Cyber liability, relative to other coverage lines, is still within its infancy. To put it in perspective, property and product liability insurance rates are based on 50+ years of claims data. For this type of coverage, there is actuarial confidence in projecting what rates should be assessed to meet the probable chances of loss. For example, a fire will always be a fire – and the potential damage from a fire is a risk which can be reasonably calculated and mitigated. In contrast, within the cyber liability space, not only is there a lack of claims data, but there are new emerging exposures every day.
All insurance policies contain exclusions. Exclusions are the nature of almost every legal contract, and insurance is, at its core, a legal contract. When evaluating any new insurance policy it is always critical to fully understand any exclusions. This is especially true when there is not a standardization or “ISO” (Insurance Services Office) component to the policy. ISO is a governing body of insurance contract language. More likely than not, you’ll find “ISO” somewhere within the margin of the page on many of your policy forms. Cyber policies are particularly important to be wary of as they often lack the ISO accreditation indicating language standardization within the contract.
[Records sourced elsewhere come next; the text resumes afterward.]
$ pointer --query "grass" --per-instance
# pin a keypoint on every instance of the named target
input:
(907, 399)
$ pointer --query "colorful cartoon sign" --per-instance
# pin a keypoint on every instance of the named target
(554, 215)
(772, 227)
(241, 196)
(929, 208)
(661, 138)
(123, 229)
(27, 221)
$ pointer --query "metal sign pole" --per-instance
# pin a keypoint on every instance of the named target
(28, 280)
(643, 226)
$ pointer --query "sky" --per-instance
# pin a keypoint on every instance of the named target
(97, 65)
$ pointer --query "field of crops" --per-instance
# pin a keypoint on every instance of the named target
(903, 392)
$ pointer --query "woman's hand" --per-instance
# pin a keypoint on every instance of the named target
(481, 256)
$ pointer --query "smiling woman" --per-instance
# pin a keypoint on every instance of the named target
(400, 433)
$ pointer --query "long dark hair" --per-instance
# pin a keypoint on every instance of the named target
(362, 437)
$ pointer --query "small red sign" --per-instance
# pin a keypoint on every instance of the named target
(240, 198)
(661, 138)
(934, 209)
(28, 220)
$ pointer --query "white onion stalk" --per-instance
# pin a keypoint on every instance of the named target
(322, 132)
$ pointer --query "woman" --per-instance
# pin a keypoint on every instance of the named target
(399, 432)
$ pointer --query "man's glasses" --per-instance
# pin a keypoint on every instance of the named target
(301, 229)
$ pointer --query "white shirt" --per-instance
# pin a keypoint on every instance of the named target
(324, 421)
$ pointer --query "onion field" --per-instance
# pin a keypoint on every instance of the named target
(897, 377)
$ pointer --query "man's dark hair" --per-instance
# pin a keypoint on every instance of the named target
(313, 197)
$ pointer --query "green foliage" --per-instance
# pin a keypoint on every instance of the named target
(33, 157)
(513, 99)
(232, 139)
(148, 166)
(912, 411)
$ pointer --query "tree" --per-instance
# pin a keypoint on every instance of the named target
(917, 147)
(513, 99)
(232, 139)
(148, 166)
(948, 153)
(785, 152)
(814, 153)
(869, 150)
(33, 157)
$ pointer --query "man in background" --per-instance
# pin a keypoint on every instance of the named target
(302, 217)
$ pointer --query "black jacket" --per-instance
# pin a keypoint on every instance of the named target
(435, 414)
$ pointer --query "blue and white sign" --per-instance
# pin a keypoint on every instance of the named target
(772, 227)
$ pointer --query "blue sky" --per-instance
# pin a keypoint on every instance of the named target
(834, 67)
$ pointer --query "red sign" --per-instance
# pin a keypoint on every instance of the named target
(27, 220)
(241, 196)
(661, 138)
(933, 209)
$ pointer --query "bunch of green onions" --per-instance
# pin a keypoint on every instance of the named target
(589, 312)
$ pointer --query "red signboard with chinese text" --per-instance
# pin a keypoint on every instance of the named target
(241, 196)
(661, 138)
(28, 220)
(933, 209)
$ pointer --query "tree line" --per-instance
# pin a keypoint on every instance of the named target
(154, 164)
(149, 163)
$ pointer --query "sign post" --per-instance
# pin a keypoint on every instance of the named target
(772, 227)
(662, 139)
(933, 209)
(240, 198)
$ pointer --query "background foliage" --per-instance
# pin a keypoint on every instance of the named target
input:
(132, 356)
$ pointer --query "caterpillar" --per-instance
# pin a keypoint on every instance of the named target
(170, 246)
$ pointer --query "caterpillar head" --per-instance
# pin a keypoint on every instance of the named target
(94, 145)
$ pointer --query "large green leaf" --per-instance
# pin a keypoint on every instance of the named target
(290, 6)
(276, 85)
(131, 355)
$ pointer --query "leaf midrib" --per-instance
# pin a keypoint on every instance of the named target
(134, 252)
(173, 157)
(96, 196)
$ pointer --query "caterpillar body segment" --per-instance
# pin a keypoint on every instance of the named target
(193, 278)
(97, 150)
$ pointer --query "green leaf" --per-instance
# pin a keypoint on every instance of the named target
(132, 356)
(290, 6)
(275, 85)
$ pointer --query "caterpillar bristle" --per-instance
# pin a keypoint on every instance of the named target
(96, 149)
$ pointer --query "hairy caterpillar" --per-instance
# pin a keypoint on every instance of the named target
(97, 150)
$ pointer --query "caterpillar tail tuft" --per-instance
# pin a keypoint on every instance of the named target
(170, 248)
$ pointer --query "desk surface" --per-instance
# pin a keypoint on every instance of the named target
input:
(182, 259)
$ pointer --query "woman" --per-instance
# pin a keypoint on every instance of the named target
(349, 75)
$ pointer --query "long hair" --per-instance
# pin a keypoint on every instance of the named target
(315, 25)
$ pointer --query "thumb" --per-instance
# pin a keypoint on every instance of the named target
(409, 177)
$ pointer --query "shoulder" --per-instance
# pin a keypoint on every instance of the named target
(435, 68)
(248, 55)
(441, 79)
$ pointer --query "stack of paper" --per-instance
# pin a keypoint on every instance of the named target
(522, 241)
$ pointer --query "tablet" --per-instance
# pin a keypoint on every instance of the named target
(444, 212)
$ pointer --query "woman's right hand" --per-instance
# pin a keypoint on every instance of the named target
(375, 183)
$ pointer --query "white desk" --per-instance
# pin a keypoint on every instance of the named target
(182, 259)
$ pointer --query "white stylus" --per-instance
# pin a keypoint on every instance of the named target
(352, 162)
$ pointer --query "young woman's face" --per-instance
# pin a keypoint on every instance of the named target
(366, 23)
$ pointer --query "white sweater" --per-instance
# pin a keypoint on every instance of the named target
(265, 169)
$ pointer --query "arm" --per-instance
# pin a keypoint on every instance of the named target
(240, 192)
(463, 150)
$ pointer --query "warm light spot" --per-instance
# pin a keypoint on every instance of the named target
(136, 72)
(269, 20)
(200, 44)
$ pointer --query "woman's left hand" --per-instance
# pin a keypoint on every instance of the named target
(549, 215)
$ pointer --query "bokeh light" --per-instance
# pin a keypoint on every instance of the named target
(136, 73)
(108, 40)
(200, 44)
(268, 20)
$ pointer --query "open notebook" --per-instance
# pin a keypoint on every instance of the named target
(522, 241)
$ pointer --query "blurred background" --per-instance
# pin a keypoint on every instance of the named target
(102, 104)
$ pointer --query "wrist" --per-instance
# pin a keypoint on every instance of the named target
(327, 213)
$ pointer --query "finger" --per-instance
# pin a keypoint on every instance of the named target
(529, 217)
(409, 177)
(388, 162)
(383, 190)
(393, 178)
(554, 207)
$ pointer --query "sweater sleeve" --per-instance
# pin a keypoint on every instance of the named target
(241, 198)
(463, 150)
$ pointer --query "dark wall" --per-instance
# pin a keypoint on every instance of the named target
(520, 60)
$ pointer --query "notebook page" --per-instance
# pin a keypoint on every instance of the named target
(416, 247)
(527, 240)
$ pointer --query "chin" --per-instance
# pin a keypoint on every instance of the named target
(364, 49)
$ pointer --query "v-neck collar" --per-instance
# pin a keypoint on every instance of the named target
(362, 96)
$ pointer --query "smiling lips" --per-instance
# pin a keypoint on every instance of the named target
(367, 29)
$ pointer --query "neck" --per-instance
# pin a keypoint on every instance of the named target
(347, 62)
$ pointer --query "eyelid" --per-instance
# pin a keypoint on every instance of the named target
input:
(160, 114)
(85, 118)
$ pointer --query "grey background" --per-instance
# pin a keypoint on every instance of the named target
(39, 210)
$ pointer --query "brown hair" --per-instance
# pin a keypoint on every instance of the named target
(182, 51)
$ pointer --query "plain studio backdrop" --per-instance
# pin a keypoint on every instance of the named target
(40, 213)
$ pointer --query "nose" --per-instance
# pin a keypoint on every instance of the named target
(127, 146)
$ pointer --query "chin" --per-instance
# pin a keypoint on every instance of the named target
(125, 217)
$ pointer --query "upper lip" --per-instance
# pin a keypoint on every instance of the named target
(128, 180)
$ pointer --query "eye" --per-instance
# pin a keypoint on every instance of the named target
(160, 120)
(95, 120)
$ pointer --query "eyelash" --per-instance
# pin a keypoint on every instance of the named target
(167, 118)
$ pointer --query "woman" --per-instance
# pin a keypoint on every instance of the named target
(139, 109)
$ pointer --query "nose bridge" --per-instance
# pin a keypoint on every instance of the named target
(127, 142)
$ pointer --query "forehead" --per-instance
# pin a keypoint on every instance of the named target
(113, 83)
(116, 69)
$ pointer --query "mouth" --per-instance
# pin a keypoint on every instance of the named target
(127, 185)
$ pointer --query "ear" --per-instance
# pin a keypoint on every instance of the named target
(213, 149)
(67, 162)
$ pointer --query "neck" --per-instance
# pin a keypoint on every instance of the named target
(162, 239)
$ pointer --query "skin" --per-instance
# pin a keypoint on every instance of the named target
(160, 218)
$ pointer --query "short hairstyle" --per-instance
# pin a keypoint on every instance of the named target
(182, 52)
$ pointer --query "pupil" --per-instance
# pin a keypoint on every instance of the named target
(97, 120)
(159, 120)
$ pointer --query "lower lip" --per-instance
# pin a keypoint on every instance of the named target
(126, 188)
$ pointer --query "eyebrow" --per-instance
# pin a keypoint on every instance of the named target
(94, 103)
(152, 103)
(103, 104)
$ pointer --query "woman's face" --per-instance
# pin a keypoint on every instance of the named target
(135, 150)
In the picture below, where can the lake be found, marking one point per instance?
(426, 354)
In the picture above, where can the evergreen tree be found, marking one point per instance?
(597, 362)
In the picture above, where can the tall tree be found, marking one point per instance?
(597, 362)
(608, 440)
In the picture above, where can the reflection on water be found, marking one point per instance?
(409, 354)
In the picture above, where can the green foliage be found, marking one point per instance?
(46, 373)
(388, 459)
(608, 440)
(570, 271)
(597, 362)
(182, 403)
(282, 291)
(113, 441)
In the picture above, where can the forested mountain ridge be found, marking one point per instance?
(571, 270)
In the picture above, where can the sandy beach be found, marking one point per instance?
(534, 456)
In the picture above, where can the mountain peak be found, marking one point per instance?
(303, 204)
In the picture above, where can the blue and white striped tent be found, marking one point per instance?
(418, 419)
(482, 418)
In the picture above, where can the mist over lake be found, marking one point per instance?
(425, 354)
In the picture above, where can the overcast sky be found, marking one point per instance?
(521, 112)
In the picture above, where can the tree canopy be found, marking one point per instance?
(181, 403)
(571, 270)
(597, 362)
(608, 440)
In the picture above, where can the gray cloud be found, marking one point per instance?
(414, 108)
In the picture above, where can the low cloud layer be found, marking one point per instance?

Common Cyber Liability Exclusions to Avoid:
- End-of-Life Software/Outdated Software – Whether it is proprietary software that was created specifically for the business but never updated or simply a server still running on Windows 95, it is important to understand that insurance companies do not want to cover claims they deem to be related to a piece of software which is not receiving regular maintenance and upgrades.
- Unencrypted Mobile Device/Data – Insurance carriers frequently look at data encryption as a “benchmark” of security. Lack of encryption does not, in and of itself, necessarily mean unsecured data. This exclusion should be avoided by all measures; it emphasizes a need for the insurance carrier to better understand an insured’s data system.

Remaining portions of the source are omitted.